A Gem is something you build and then point at a task. Google is now also shipping the other half of that idea: a consumer agent layer that acts across your Google apps on its own, under names like Gemini Spark, Daily Brief and Personal Intelligence. Where a Gem waits to be asked, these are meant to work proactively, summarising your day, surfacing what needs attention, and drafting ahead of you. That is a different design point from the shared team Gem in this lesson, and it brings its own governance questions. We cover that whole category, the assistant you hand a job rather than a question, in The AI coworker.

Example prompts

Instructions for a team meeting-notes GemGemini
You turn Fernway's messy meeting notes into a clean record for the whole team. Always output: (1) a three-sentence overview, (2) a decisions list, (3) an actions table with columns Action, Owner, Due date. Mark any action with no named owner as UNASSIGNED and never guess one. Use only the notes I paste. If a date or owner isn't stated, leave it UNASSIGNED rather than inferring it.

Why this works: A single-job Gem with a fixed output and an explicit 'no owners or dates you can't see' rule gives every colleague identical, scannable notes and refuses to invent the two things people most often fabricate from rough notes.

A pre-share test checklist promptGemini
Here are the instructions for a Gem my team will share. Act as a sceptical reviewer: list the five most likely ways a colleague could get a wrong, unsafe or inconsistent answer from it, and for each, the one instruction change that would prevent it. Instructions: [paste].
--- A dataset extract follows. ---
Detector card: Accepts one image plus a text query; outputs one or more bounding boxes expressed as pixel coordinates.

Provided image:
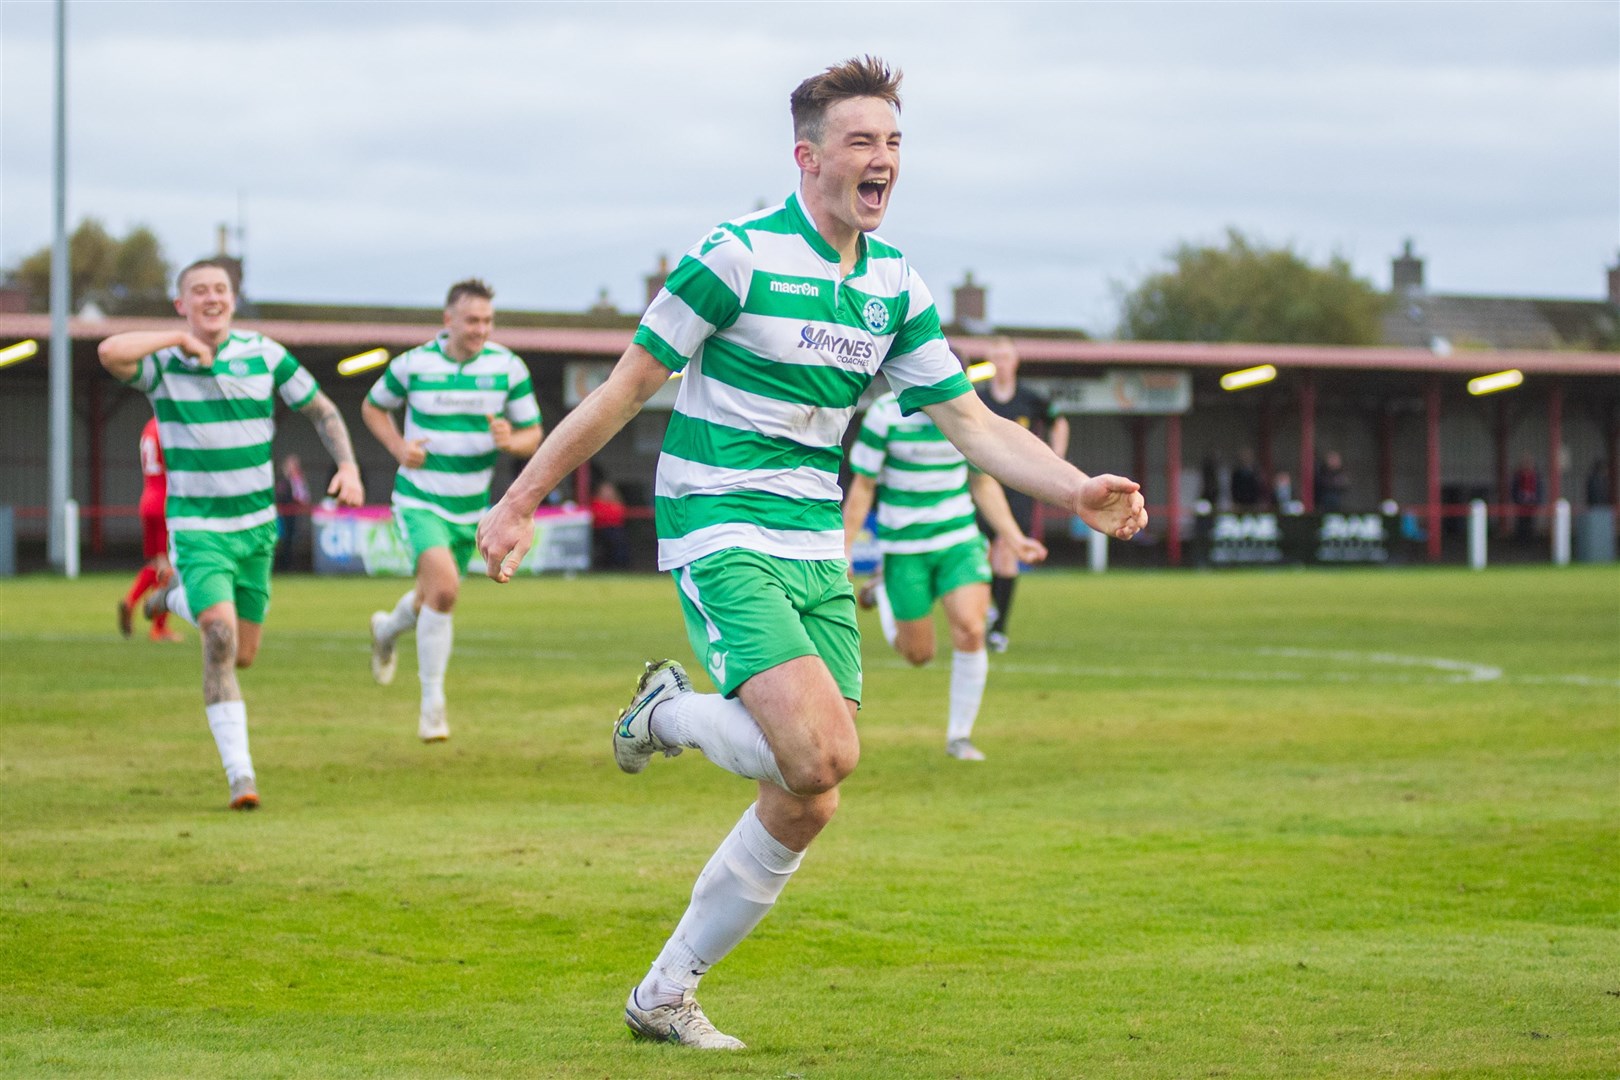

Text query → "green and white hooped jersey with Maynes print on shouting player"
[635,196,972,570]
Why this works: Asking the Gem to critique its own instructions surfaces the gaps and contradictions a single author misses, giving you a concrete list to test against before anyone else relies on it.
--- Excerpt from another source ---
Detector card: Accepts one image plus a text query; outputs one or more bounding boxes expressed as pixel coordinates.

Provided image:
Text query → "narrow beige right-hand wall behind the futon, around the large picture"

Adapt a premade Gem into a team versionGemini
I'm adapting the premade writing-editor Gem into a shared Fernway version. Add these rules: British spelling; warm, concise tone; never change any figures, dates or names in what's pasted; and if asked to write something the pasted text doesn't support, flag it rather than inventing. Rewrite the instructions to include all of this.
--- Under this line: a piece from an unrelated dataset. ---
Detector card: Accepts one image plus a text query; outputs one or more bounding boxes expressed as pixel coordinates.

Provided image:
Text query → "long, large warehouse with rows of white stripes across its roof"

Why this works: Starting from a proven premade Gem and layering your house rules and limits on top is faster than a blank page and keeps a sensible structure. You add only the Fernway-specific context and guardrails that make it safe to share.

Try it now

Common mistakes

  • Designing for yourself, not the team. Instructions that work because you fill the gaps break when a colleague gives three words of context. Assume minimal input and write the Gem to ask or refuse rather than guess.
  • A hopeful pile of knowledge files. More files isn't more accurate. A stale policy or last quarter's figures in the set produces confident wrong answers. Curate to the current, necessary few.
  • Skipping the break-it tests. A Gem that passes the questions you designed for tells you nothing about the ones you didn't. If you haven't tried to make it misbehave, you don't know its failure mode, and neither will your colleagues.
  • Trusting an anchored Gem because it's anchored. Answering from your files isn't the same as reading them correctly. It can still misread a table or split a mistyped region like "Sotuh" from "South". Keep asking for the source file and spot-check load-bearing answers, exactly as you would any Gemini reply.
  • Sharing then forgetting. A team Gem drifts out of date as policies and templates change. Anchor to living Drive files and re-run a couple of tests each quarter, or the shared tool slowly becomes a shared liability.

Keeping current

Gems, their sharing options and the knowledge-file limits all change as Google develops them, as do the newer proactive features like Spark, Daily Brief and Personal Intelligence and where they are available. When your screen differs from this lesson, trust it and check Google's official pages: Use Gems in Gemini Apps, Tips for creating custom Gems and Use Gems with Gemini in Google Drive. Accurate as of 14 July 2026.